Die beiden Kunden haben damit eine unterschiedliche Wertehierarchie zum Ausdruck gebracht. Zwischen diesen beiden Hierarchien ist auf reiner Vernunftbasis kaum zu entscheiden. Wir können deshalb jemanden, der eine bestimmte Wertehierarchie hat – sei er Kunde oder Lieferant – objektiv weder bestätigen noch widerlegen. In der Wahl seiner Werte ist er zwar nicht vollkommen frei: Er darf nichts Unmögliches fordern und andere nicht über Gebühr schädigen. Er hat aber in den meisten Lebensbereichen einen weiten Spielraum.

Was hat nun der vortragende Professor getan? Er hat seine eigene am Tag x neu festgelegte Wertehierarchie zu der allgemeingültigen erhoben. Er hat dies getan, obwohl seine zuvor gelebte Wertehierarchie eine andere war. Er hat von unseren Werten im Plural gesprochen, obwohl er im entscheidenden Augenblick der moralischen Beurteilung nur einen von vielen Werten herausgegriffen hat. Dass er zuvor andere Interessen hatte, dass auch sein Geschäftspartner IVH ein Anrecht auf Interessen hat, ging in seine Argumentation nicht ein.

Eine solche Betrachtung, bei der nur ein Teil der Beteiligten und/oder ihrer Interessen betrachtet wird, nenne ich in Anlehnung an (Oermann 2015, 10) weder Ethik noch Moral, sondern Moralisieren.
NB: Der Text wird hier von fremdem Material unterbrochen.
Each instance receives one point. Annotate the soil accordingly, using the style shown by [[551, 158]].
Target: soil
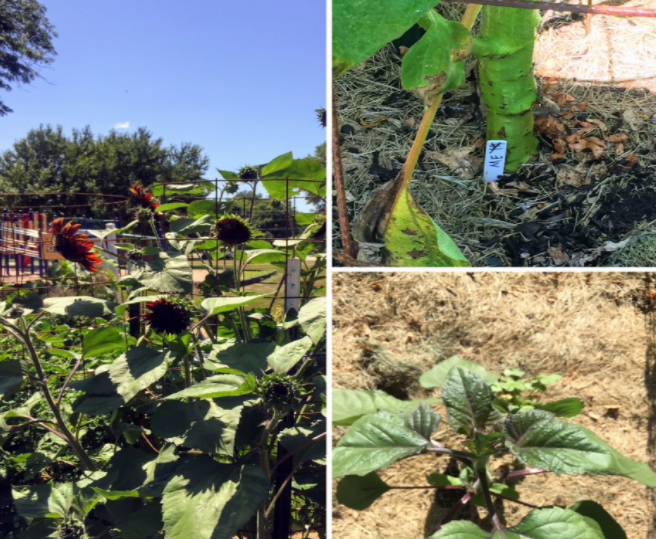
[[541, 215], [595, 329]]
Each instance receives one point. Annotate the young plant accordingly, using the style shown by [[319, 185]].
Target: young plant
[[383, 431], [391, 219]]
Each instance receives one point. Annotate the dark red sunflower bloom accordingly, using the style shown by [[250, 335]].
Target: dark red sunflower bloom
[[166, 316], [145, 200], [73, 246]]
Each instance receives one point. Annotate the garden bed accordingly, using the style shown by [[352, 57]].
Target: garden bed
[[588, 199], [596, 330]]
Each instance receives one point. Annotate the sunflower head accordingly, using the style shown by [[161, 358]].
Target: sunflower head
[[248, 174], [233, 230], [321, 116], [143, 199], [280, 391], [168, 316], [73, 246]]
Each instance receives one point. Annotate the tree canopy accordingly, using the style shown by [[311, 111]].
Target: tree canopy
[[25, 43], [47, 162]]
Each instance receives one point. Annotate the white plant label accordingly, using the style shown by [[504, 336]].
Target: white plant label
[[495, 159]]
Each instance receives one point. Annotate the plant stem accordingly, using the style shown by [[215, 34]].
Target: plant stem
[[86, 461]]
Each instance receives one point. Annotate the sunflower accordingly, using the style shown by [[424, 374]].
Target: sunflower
[[321, 116], [248, 174], [168, 316], [145, 200], [72, 246], [233, 230]]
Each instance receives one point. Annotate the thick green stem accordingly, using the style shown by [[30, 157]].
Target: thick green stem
[[25, 338], [507, 84]]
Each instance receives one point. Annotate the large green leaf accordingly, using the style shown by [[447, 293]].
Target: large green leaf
[[312, 317], [361, 27], [374, 442], [221, 385], [300, 175], [422, 420], [199, 424], [538, 439], [79, 306], [12, 374], [167, 272], [221, 305], [287, 356], [436, 63], [468, 399], [551, 522], [436, 376], [115, 384], [360, 492], [209, 500], [599, 519], [101, 341], [349, 405], [245, 357]]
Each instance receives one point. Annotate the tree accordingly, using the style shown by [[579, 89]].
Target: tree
[[25, 43], [48, 162]]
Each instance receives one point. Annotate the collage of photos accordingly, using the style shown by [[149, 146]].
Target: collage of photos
[[328, 269]]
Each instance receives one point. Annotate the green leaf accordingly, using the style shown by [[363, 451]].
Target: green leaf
[[215, 306], [135, 518], [53, 500], [374, 442], [79, 306], [564, 407], [349, 405], [209, 500], [305, 219], [197, 188], [360, 492], [246, 357], [437, 375], [551, 522], [201, 208], [115, 384], [422, 420], [279, 163], [599, 519], [538, 439], [302, 175], [191, 226], [468, 399], [306, 444], [312, 317], [171, 206], [221, 385], [287, 356], [12, 374], [362, 27], [167, 272], [101, 341], [436, 63], [199, 424]]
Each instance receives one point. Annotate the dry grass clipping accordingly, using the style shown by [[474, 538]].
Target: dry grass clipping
[[594, 329]]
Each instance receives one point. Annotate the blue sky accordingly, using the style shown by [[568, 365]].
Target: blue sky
[[241, 79]]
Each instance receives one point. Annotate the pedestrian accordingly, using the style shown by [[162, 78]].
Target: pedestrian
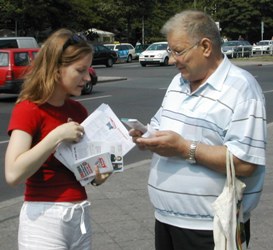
[[209, 106], [55, 212]]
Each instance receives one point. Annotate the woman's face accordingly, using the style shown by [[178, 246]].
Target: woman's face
[[74, 77]]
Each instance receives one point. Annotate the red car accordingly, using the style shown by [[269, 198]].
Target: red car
[[14, 64]]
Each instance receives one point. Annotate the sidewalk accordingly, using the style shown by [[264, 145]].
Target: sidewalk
[[122, 215]]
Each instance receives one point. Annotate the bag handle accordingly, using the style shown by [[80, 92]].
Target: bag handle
[[230, 169]]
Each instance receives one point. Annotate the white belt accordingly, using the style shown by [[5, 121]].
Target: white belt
[[69, 211]]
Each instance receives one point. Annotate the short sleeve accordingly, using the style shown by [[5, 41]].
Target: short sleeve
[[25, 117]]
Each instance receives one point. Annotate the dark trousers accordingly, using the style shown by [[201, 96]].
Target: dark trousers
[[169, 237]]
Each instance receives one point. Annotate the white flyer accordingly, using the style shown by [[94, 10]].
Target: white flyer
[[104, 136]]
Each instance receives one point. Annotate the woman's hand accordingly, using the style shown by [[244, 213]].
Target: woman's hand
[[100, 178], [70, 131]]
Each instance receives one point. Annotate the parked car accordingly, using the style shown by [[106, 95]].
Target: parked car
[[156, 53], [140, 48], [263, 47], [237, 48], [14, 64], [18, 42], [126, 51], [103, 56]]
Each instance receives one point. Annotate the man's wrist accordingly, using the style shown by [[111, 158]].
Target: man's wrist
[[192, 152]]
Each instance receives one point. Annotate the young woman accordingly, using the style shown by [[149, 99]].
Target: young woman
[[55, 213]]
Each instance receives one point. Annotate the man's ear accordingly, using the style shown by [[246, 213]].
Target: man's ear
[[206, 45]]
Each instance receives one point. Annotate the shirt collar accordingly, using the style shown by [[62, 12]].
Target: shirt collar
[[218, 77]]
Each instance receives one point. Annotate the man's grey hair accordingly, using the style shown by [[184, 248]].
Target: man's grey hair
[[196, 24]]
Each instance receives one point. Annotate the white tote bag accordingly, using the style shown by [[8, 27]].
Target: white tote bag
[[228, 217]]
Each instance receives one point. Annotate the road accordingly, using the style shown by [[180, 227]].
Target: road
[[137, 97]]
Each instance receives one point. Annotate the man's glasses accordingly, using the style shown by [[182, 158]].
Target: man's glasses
[[74, 39], [181, 53]]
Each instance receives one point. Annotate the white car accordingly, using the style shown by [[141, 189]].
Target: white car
[[156, 53], [126, 51], [264, 46]]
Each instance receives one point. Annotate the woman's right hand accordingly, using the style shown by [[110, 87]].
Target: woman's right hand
[[70, 131]]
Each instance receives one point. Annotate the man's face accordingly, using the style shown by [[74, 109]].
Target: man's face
[[187, 55]]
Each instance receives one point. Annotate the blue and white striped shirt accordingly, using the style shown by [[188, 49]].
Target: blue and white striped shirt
[[228, 109]]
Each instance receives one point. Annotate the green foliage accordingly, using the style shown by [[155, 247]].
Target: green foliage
[[128, 18]]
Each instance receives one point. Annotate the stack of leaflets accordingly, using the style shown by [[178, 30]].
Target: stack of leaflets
[[105, 143]]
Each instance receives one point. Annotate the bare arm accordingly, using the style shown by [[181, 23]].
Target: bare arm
[[22, 161], [169, 143]]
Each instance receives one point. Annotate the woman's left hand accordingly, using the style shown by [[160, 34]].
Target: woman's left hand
[[100, 178]]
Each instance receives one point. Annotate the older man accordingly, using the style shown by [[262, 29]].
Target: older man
[[211, 105]]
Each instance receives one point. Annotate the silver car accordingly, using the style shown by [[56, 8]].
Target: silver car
[[237, 48]]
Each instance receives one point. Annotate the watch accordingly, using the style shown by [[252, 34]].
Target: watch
[[191, 157]]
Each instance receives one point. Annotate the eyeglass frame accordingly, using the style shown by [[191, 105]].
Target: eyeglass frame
[[183, 52], [74, 39]]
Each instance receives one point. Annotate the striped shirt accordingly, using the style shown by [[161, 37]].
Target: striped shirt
[[228, 109]]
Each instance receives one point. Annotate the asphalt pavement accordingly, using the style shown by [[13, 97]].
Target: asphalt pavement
[[122, 216]]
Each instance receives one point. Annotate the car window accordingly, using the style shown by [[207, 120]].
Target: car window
[[110, 46], [4, 59], [8, 43], [34, 54], [21, 59]]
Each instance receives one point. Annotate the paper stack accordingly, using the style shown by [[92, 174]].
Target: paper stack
[[104, 144]]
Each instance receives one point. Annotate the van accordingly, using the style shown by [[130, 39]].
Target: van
[[126, 51], [14, 64], [18, 42]]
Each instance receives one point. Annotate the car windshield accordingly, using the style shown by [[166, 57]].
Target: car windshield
[[158, 46], [262, 43], [230, 43], [110, 46]]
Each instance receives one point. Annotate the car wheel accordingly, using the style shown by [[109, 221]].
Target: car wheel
[[166, 61], [143, 64], [129, 59], [87, 89], [109, 62]]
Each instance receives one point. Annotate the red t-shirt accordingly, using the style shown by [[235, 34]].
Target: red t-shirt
[[53, 181]]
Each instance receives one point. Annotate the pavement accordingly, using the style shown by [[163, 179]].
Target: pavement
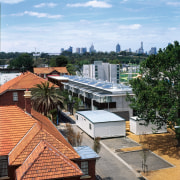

Hier trifft jemand vorschnell Moralurteile, ohne zuvor eine systematische Klärung aller involvierten Werte betrieben zu haben.

Zweck der Darstellung von HUMEs Gesetz und der dagegen verstoßenden Trugschlüsse sowie von der Technik des Moralisierens ohne erschöpfende Klärung aller Grundlagen war Warnung davor, moralische Fragen rasch auf der Basis von Emotionen oder der Betrachtung von Einzelinteressen zu beantworten. Sie dient als Motivation für die folgende Reise durch die Grundlagen der Ethik, die uns zu einer solideren, allerdings auch aufwendigeren Beantwortung moralischer Fragen führt.

1.1.3 Die Bedeutung präziser Sprache

In der Alltagssprache wird der Begriff „philosophisch“ manchmal für schwer verständliche Aussagen verwendet, für Texte, aus denen sich unterschiedliche Bedeutungen herauslesen lassen, so dass der Rezipient nicht weiß, welche Interpretation der Autor tatsächlich im Kopf hatte. Gerade in einem technischen Umfeld wie der Informatik nennt man eine „Philosophie“ manchmal ironisch ein Gedankengebäude, das aus Sicht des Technikers nicht vollständig klar und schlüssig begründet ist. Von daher ist es nicht weit zu der Entscheidung: Schluss jetzt mit der „Philosophie“; lasst uns das konkrete Problem wirksam lösen.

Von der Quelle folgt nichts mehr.